SCCM system discussions should be banned on HN, as pointless and heated as vi vs. EMACS discussions.

erikb 11 years ago |

It's not really harmful just because it's too much overhead for small projects. If you have a huge project I'd assume that it's much harder to read history anyway, and then a more complex pattern of development is reasonable.

dicroce 11 years ago |

Even though I could frequently commit on feature branches, I usually don't. Hence, when I merge feature branches I don't have crazy messy histories that I feel it necessary to rewrite.... Works for me.

jguegant 11 years ago |

What about using merging when it comes to the feature branches but rebase when pulling (git pull --rebase)? Is it that harmful to rewrite the history for your local changes?

darylteo 11 years ago |

Curious here: has anyone tried using GitLab + forks to replace development branches? Would it needlessly overcomplicated?

sytse 11 years ago | |

You can do it but at GitLab we advise against it if you can avoid it. Many things become harder, for example it is more work to to link merge requests to issues and you can't push a commit to help a person without them giving you access first.

lgp171188 11 years ago | | |

If you are using the Integration-Manager workflow (which GitLab doesn't support as well as Bitbucket or GitHub), all the members of a team have read access to all the repositories and forks in the team namespace. That means the owner of a developer branch fork can always read the repo of another contributor and pull the changes.

dimino 11 years ago |

I personally find git flow to be a wonderfully elegant and simple way of handling a project in git.
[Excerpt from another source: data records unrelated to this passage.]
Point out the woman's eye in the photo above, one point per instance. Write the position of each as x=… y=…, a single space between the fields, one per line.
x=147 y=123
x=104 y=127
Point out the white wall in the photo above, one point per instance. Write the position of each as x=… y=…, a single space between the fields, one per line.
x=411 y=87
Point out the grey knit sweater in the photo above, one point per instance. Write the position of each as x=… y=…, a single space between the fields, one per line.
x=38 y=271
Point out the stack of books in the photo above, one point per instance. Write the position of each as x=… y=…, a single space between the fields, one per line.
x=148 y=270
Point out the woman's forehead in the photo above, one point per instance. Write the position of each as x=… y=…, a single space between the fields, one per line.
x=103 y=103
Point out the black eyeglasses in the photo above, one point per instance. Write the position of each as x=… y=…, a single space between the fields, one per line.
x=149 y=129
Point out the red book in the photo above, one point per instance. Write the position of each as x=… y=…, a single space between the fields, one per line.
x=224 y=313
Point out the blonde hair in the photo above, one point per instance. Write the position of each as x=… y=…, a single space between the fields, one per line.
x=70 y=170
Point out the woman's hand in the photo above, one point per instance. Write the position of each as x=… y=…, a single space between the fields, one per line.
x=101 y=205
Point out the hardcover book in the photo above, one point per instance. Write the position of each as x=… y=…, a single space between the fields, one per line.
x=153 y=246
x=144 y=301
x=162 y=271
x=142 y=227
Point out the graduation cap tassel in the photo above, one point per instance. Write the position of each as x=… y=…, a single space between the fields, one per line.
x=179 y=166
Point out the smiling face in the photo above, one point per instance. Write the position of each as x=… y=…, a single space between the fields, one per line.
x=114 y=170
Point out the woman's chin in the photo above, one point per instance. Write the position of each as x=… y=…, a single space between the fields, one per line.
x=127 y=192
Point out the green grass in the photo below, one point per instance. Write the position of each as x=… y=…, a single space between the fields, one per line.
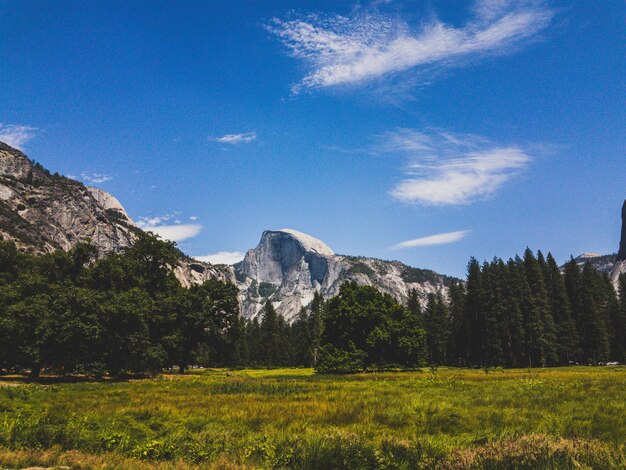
x=293 y=418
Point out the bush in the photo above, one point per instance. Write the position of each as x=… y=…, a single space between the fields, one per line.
x=333 y=360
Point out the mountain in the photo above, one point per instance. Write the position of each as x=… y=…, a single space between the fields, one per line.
x=288 y=267
x=620 y=262
x=602 y=263
x=44 y=212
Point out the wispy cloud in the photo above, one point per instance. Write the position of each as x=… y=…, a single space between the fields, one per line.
x=222 y=257
x=451 y=169
x=438 y=239
x=95 y=178
x=342 y=50
x=235 y=139
x=16 y=135
x=176 y=231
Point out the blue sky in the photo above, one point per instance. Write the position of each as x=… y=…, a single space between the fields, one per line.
x=422 y=131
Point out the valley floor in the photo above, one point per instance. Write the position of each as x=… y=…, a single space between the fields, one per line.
x=293 y=418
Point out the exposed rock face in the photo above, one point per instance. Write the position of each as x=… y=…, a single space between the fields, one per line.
x=620 y=264
x=602 y=263
x=621 y=254
x=44 y=212
x=288 y=267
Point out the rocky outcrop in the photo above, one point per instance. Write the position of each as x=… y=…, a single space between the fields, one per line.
x=620 y=264
x=602 y=263
x=43 y=212
x=288 y=267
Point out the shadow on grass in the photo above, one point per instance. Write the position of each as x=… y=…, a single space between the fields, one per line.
x=51 y=379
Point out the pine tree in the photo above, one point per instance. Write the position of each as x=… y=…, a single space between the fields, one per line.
x=593 y=332
x=541 y=336
x=473 y=329
x=567 y=336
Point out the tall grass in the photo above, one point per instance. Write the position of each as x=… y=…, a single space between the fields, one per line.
x=293 y=418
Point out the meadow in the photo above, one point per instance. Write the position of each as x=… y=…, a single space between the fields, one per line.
x=293 y=418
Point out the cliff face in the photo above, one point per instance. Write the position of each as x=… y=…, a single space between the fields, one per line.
x=619 y=267
x=621 y=254
x=43 y=212
x=288 y=267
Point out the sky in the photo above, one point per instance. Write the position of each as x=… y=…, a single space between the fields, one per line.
x=423 y=131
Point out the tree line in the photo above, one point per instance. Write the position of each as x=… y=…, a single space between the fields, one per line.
x=525 y=312
x=74 y=312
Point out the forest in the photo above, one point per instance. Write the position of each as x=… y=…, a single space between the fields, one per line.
x=77 y=312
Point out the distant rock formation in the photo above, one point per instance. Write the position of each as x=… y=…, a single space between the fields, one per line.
x=288 y=267
x=621 y=254
x=619 y=267
x=44 y=212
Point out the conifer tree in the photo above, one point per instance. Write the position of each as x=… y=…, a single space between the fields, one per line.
x=567 y=336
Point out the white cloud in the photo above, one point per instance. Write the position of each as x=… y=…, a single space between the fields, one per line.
x=235 y=139
x=143 y=222
x=222 y=257
x=450 y=169
x=16 y=135
x=175 y=233
x=438 y=239
x=366 y=46
x=96 y=178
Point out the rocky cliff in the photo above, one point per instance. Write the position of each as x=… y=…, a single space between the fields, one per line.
x=44 y=212
x=288 y=267
x=619 y=267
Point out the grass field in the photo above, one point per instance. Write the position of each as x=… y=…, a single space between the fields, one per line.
x=293 y=418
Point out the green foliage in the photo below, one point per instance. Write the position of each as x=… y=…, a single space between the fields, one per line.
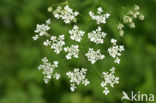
x=21 y=82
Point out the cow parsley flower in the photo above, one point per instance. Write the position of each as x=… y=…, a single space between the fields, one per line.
x=109 y=79
x=48 y=70
x=41 y=29
x=97 y=36
x=76 y=34
x=93 y=56
x=72 y=51
x=115 y=50
x=55 y=43
x=99 y=17
x=66 y=13
x=77 y=77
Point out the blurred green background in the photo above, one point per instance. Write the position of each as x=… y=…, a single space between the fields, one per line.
x=21 y=82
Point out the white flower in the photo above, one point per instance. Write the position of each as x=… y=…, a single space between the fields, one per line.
x=115 y=50
x=48 y=69
x=76 y=77
x=97 y=36
x=47 y=43
x=35 y=37
x=109 y=79
x=99 y=17
x=56 y=76
x=56 y=43
x=106 y=91
x=93 y=56
x=72 y=51
x=120 y=26
x=42 y=30
x=76 y=34
x=66 y=13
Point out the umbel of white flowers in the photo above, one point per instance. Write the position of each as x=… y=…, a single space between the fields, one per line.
x=115 y=50
x=48 y=69
x=66 y=13
x=99 y=17
x=76 y=34
x=72 y=51
x=109 y=79
x=55 y=43
x=97 y=36
x=93 y=56
x=42 y=29
x=77 y=77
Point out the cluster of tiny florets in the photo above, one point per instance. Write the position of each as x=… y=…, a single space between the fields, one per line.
x=66 y=13
x=48 y=70
x=128 y=18
x=73 y=50
x=115 y=51
x=93 y=55
x=76 y=77
x=109 y=79
x=41 y=30
x=55 y=43
x=76 y=34
x=99 y=17
x=97 y=36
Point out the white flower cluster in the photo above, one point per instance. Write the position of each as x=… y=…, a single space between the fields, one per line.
x=76 y=77
x=128 y=18
x=66 y=13
x=110 y=79
x=55 y=43
x=93 y=56
x=115 y=51
x=99 y=17
x=48 y=70
x=73 y=50
x=97 y=36
x=76 y=34
x=41 y=29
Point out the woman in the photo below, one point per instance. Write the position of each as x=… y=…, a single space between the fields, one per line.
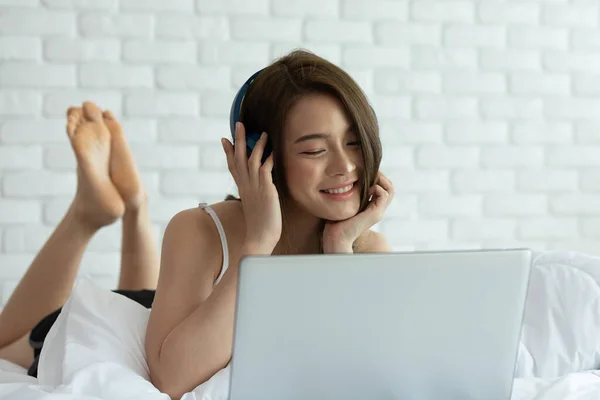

Not everything is perfect, but I consider git flow to be much like PEP8. It's almost always a good idea to do it the git flow way, unless you have a very specific and documented exception, in which case do that instead.

To me what matters more is the consistency.

Also, the attitude and tone of this article straight up stinks.

- Checkout master. - Start an interactive rebase of master onto the last commit before the series of commits you wish to remove. - Mark all the commits you don't care about as "skip". - Let the rebase run and resolve conflicts on the way, the same as you'd do with your current work flow.